Despite his admiration, Kentridge holds some unforgiving opinions on the Mandela leadership:
“There were a lot of faults during his era as president. Within his own political decision-making, he was definitely damaged by the sense of loyalty he had to old friends: even if they were incompetent, they were given important positions in government.
“But there was always a mixture of courage and generosity that was astonishing. Sometimes one could not understand his generosity. Why did he want to make such efforts to include such terrible people back into society, after he had been released? But each time I would say: ‘No, he is the person ahead, we are behind him.’”
Over time, however, some critics, both inside and outside South Africa, have maintained that Mandela effectively turned his back on the country’s black population, a view that Kentridge doesn’t share:
“There were such expectations that political freedom was going to turn into economic and political equality, but it doesn’t work that way: you can start a mass nationalisation of all the mines and farms and land and then carry out a huge redistribution, but it is very difficult to do if you are not a self-supporting economy, and you have to rely on foreign investments to keep your mines working and develop new industries. In that sense, I think his hands were very much tied by the situation. South Africa was very dependent on foreign investments coming in, which would have stopped immediately and totally, if there had been huge nationalisation.
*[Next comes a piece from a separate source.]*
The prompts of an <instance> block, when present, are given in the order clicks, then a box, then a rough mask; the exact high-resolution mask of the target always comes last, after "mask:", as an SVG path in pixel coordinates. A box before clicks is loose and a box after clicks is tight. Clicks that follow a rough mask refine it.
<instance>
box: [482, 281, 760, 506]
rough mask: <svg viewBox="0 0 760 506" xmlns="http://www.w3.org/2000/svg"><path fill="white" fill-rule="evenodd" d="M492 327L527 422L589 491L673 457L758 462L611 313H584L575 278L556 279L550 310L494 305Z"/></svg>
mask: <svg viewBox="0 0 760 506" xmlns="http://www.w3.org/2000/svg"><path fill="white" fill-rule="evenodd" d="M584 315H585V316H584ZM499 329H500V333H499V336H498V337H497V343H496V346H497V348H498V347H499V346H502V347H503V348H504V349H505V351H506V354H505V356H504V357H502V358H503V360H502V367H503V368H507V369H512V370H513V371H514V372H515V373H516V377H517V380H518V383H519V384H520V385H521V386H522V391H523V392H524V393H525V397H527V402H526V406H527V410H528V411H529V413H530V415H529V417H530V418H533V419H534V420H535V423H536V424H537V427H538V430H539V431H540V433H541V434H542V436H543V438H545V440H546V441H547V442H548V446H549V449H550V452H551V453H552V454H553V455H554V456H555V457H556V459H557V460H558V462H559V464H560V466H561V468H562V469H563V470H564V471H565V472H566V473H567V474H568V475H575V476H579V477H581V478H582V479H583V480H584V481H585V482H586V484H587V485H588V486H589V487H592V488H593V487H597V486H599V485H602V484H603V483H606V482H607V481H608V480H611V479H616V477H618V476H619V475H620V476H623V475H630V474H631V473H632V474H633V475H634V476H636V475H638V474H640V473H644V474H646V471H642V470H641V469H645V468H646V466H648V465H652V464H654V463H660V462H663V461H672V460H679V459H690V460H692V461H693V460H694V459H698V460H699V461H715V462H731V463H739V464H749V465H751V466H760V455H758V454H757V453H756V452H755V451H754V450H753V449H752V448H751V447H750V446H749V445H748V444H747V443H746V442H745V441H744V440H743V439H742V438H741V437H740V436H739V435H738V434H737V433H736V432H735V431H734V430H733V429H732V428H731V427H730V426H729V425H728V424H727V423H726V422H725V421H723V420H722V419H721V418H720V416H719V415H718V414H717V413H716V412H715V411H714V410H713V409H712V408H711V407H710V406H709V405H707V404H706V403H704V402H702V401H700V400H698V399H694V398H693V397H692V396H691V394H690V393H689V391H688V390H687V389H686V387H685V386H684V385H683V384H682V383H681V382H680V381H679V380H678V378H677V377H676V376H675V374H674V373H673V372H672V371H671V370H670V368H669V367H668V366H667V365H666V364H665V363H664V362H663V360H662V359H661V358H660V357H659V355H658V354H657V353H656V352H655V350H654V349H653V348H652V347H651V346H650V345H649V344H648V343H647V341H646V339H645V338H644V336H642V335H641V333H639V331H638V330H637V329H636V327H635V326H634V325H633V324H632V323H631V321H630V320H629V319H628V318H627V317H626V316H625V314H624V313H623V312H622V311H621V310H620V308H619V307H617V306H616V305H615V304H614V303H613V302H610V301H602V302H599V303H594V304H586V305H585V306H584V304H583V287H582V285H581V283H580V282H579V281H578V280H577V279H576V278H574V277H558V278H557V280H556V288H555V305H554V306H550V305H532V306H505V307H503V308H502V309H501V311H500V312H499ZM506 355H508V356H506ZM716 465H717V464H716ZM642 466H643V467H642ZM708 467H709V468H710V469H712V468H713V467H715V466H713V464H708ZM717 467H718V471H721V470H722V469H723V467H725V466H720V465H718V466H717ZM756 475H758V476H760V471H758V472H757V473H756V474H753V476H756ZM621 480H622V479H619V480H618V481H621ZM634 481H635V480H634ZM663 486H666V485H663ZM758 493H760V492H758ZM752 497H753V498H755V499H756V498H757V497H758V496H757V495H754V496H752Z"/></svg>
“I think it was very important for Mandela to try to create a society in which the people who lived in the country—everyone, white people, black people, Indian people—had a vested interest in making the society work. It was not only weakness on his part, there was a generosity of vision, and the problem was the venality of blacks, whites and businessmen… he was deceived by them. I don’t think that Mandela let the country down, I think the country let Mandela down: everybody was too greedy and too selfish to make the kind of sacrifices that were needed to transform the society.”